Everyday I expect it to be 75 degrees and sunny. Well, maybe "expect" isn't quite the word. Every day I desperately hope that will be so, and I believe that expecting it just might make it happen.
But, until today, that's never been the case.
It snowed on our second ride day in Alaska. I slept wearing every article of clothing I owned in British Columbia. Oregon recieved the most rain in recent history, 12 inches of it pounding down on us in October. My chamois remained constantly damp all through California. Chilly headwinds slammed us through Arizona and New Mexico. Only now, mid-January, have we had my ideal day.
We shed our coats in the first few miles, and cruised quickly with good tailwind. We slathered on sunscreen, met a few Southern Tier cyclist friends, and coasted into Sanderson, Texas before 3pm.

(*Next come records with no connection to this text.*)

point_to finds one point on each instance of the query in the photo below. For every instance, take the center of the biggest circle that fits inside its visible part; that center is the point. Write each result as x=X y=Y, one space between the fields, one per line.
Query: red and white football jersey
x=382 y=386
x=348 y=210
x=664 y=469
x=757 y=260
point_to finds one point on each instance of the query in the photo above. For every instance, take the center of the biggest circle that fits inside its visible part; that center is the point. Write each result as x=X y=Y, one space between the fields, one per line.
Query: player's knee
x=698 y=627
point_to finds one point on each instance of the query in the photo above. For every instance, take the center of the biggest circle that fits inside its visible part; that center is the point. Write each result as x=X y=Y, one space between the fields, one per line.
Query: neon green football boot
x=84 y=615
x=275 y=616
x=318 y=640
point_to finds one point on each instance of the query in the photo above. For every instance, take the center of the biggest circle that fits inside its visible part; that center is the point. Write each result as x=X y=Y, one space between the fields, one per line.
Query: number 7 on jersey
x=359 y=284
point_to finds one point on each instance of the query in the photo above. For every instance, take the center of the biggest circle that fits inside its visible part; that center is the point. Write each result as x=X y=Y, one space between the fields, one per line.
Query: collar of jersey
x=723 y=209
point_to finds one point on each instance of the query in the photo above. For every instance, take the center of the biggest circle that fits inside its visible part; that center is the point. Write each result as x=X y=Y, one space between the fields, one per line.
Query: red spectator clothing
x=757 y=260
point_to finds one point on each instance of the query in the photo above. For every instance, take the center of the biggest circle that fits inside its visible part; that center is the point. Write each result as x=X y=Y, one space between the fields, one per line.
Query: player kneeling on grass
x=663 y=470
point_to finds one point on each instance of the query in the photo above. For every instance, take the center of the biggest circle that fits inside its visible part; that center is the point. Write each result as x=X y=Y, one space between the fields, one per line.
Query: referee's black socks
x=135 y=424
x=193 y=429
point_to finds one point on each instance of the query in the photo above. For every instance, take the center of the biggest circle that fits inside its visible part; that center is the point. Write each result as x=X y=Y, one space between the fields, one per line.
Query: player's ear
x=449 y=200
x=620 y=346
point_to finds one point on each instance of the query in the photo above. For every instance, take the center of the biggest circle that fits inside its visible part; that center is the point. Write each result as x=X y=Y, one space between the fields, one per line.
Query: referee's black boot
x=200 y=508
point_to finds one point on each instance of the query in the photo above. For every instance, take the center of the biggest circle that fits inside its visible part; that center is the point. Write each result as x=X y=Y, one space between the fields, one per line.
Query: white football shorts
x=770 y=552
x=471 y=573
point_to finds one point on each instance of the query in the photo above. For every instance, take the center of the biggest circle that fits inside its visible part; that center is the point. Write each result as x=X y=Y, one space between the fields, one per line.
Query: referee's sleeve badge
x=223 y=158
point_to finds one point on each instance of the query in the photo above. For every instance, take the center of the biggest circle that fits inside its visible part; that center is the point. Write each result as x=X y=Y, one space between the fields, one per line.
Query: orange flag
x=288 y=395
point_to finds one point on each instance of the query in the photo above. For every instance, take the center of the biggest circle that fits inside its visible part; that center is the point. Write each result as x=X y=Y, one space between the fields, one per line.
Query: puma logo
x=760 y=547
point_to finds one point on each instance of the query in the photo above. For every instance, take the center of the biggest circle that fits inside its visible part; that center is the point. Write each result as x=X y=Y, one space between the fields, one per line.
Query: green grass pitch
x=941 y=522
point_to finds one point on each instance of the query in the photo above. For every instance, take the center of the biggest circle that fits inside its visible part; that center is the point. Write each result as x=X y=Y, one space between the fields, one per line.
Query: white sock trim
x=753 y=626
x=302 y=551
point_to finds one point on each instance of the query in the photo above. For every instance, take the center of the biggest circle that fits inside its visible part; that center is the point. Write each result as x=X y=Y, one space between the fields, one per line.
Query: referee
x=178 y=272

While my teammates chastise me for my naive expectation of perfection, I think it's the optimism that helps me survive the dreary days.
The past week since our holiday break have been blissfully simple. We take no turns and ride in contented silence. It reminds me of our good ol' days on the Cassier Highway, where we had no concerns or plans other than calorie intake. We've slept in a hostel made of paper mache, warmed up by a campfire kindled by a friendly rancher, had our cellphones charge us international fees from thinking we entered Mexico, shared stories with new touring cyclist friends, and ate way too many tacos.
While I logically know these days of sunny perfection will not last, I'll still optimistically expect them to be. After all, the hope of sunshine makes every pedalstroke all the better.